Dr. Al Shaikh says that despite their high dependence on oil, agencies have rated the regions countries favorably because of the progress they have made on economic reform and management of revenues. For example, Saudi Arabia announced an expansive budget for 2006, but has also sensibly used much of its windfall revenues for debt reduction. He added that the GCC gross public debt has been marching lower since 2002, with further reductions anticipated.

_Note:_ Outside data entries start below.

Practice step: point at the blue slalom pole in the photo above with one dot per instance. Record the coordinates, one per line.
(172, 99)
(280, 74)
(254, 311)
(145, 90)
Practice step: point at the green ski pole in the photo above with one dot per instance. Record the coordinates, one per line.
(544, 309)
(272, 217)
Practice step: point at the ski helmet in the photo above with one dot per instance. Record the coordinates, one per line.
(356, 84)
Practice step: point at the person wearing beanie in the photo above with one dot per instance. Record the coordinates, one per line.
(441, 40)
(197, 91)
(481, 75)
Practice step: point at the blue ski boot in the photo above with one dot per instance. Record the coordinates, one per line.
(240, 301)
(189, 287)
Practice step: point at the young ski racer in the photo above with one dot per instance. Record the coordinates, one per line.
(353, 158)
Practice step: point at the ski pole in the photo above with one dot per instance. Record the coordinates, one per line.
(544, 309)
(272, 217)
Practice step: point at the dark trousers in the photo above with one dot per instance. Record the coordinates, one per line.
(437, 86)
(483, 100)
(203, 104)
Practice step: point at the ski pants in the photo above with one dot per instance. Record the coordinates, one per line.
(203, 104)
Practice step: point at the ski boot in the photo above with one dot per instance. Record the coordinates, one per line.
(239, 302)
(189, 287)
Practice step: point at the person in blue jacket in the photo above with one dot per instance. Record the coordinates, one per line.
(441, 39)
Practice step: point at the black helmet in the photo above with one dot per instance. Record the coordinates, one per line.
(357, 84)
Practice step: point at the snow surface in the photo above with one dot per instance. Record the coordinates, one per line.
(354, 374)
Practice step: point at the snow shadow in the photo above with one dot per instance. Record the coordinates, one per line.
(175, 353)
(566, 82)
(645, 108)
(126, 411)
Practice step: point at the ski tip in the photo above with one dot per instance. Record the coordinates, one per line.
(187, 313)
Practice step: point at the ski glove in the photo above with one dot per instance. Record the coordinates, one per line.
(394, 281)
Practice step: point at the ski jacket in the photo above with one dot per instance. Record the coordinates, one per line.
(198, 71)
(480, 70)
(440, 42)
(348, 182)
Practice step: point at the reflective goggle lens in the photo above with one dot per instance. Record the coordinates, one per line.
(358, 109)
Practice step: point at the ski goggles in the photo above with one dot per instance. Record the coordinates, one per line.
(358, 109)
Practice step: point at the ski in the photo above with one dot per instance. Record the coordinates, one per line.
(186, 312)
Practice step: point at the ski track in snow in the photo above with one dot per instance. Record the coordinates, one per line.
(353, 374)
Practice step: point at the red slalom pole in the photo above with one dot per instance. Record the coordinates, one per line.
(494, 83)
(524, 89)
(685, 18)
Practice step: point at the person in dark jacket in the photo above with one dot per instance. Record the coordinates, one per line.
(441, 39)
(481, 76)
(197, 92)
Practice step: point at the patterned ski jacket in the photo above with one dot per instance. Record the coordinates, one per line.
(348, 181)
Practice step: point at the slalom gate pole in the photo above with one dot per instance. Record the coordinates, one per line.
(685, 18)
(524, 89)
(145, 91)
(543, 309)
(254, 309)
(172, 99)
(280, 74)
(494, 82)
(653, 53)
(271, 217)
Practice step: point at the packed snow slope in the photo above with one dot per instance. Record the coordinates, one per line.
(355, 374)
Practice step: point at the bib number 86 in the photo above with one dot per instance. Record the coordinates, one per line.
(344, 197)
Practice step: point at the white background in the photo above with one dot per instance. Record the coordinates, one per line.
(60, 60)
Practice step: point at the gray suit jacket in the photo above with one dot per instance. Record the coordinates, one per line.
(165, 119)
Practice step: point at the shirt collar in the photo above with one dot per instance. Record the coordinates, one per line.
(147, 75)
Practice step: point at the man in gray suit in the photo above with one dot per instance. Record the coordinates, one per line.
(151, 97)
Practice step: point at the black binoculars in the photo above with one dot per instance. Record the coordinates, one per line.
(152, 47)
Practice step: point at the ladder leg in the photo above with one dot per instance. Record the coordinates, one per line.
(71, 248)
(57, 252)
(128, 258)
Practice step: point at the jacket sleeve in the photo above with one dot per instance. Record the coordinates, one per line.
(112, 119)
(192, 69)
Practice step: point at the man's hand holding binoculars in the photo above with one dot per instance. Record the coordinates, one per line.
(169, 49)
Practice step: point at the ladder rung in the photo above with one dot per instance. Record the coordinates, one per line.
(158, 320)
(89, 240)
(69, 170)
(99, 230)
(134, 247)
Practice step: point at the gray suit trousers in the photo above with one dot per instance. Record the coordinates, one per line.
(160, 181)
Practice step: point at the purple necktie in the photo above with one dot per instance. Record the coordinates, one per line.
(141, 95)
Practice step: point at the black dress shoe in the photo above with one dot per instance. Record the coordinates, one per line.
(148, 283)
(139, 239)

Despite the rosy economic outlook, Dr. Al Shaikh cautioned that the high share price to earnings (PE) ratios are cause for concern, particularly in Saudi Arabia and the UAE, where the trailing PE (using last four quarters of earnings) has climbed to 33.6 and 31.2 respectively . Dr. Al Shaikh concluded that speeding up the IPO process would reduce market pressure because there would be more shares to absorb liquidity. To reduce pressure on stock markets government should allow companies to develop corporate bonds.
Former US President George Bush, who gave the keynote speech at the symposium, emphasized the importance of regional political stability for economic growth and investors having more trust in GCC stock markets. He said that with $900bn in capitalization and $3bn in daily liquidity, the GCC markets were no longer local and illiquid, but were evolving into more mainstream emerging markets with increased deregulation leanings offering unprecedented opportunities for investors.
Mr. Omar Abdullah, NBK’s Head of Mena Capital Markets stated that 90% of the rise in GCC capital markets to $905bn this year, from $135bn in 2001, had been directly or indirectly due to fundamentals. Of the gain, 38% comes from a climb in operating earnings, 33% from new listings, 19% from operating expansions and 10% from pricing of none core earnings.
He said that most of the growth is private sector driven, unlike in previous periods of expansion in the region. In agreement with Dr. Al Shaikh both see the economic growth as sustainable and suggest that the energy sector investment prospects provide the real long term key. The sector is expected to need investment of $200-500bn to 2030 in order to satisfy global demand, according to the International Energy Agency.